Dans ses réponses au questionnaire de la commission des affaires économiques et monétaires du Parlement européen, qui l'a adoubé le 27 février 2018, Luis de Guindos affirme vouloir "maintenir la stabilité des prix dans l'ensemble de la zone euro et soutenir les politiques économiques générales dans l'Union." Et tout ceci en "observant strictement les grands principes directeurs de la BCE, l'indépendance et la transparence sans lesquels il ne serait pas possible d'appliquer pleinement une politique monétaire efficace."

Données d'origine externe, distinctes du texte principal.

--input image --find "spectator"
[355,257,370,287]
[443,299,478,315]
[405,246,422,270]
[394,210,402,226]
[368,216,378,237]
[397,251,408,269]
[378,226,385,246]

Le candidat entend "faire en sorte qu'à moyen terme l'inflation dans la zone euro reste inférieure à 2% tout en étant proche....Il importe de rappeler que la stabilité des prix est le mandat explicite de la BCE. Assurer un niveau relativement bas et stable d’inflation est la meilleure contribution que l’autorité monétaire puisse apporter à la croissance économique. En même temps, pour parvenir à une inflation stable, il est essentiel de veiller à ce que la croissance économique ne dévie guère de son taux potentiel. Mais, encore une fois, cela ne devrait intéresser les banquiers centraux que comme un moyen de parvenir à la stabilité des prix."